Author Web site: http://www.sff.net/people/john-c-wright/

 

In Fugitives of Chaos, John C. Wright continues the tale of Amelia Windrose, the orphan who began conveying her story in Orphans of Chaos.  With the cliffhanger ending in the previous volume, Wright picks up without missing a beat.  One suspects the story was meant for one book rather than three, a trend many publishers are taking in these times.

 

Back to the story, Amelia is actually Phaethusa, daughter of the sun god Helion.  Along with four other children of gods, Ameliea is imprisoned in a boarding-school/prison. At the opening of Fugitives, Amelia is waking from the failed escape she and her friends attempted at the conclusion of Orphans.  Amelia can see objects in four dimensions, allowing her to see and project the true nature of living things and objects. Her fellow ‘students’ are a warlock (Quentin), a thinker (Victor), an opener of passages (Vanity), and a boy (Colin) whose power comes from dreams and dreamworld.  Keen readers made their way through Wright's Space Opera trilogy, The Golden Age, might notice some similarities in names between characters.

 

While labeled a fantasy novel, the characters attempt to explain their powers, the powers of gods, and the magical school they inhabit through quantum physics and other scientific methods. This was a nice trick Wright played in the first volume, and continued to play to its potential here in the second volume.  While these orphans are seemingly in the late teens early twenties, the level of their discourse regarding the physics of their powers and heritage further set them apart from “normal” kids in a boarding school.

 

Mysteries suspected in the first volume come to full light here as the orphans discover their true natures, as well as the reasons for their imprisonment. Much of this volume centers on their continued struggle to leave the boarding school, cross the boundary into the world outside, where they can live a life free of imprisonment.
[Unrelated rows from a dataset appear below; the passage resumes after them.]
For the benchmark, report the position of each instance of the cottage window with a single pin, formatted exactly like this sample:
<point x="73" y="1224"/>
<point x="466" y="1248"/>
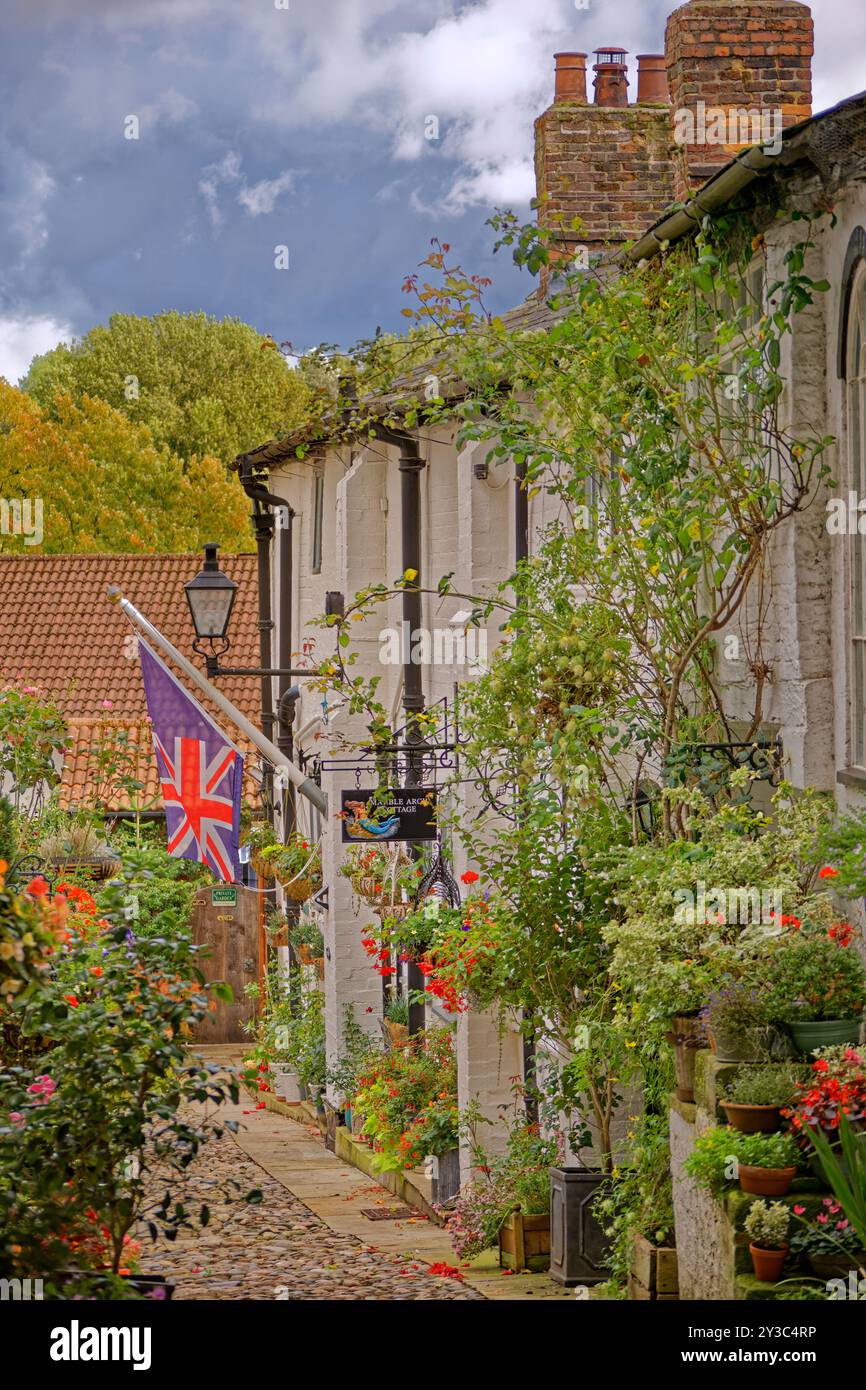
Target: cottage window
<point x="319" y="506"/>
<point x="856" y="478"/>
While resolution of such an issue should not be a quick plot point to jump over, here Wright has almost belabored the point.  Through the first book and better part of the second book, Amelia and friends seem to be in a never-ending struggle to escape their school prison.  All of the “children” have powerful a godlike parental lineage; this lineage is the reason for their imprisonment which truly comes to light in Fugitives.  The School masters are as mysterious as the children in their ubiquitous nature.  On these layers of mystery, Wright has effectively drawn the reader along to discover the relationships between the orphans and their true nature along with the characters themselves.

 

Despite the interesting blend of hard science and fantasy, and the complex mysteries of these characters, Wright’s plot suffered at times. Through the first part of the book, the plot felt stalled with very little forward momentum in the plot.  The character’s plight came across almost as a rehash of what came before, in the first volume.  In total, Fugitives of Chaos was a frustrating novel that promised much but failed to deliver fully on what could have been a much more enjoyable novel.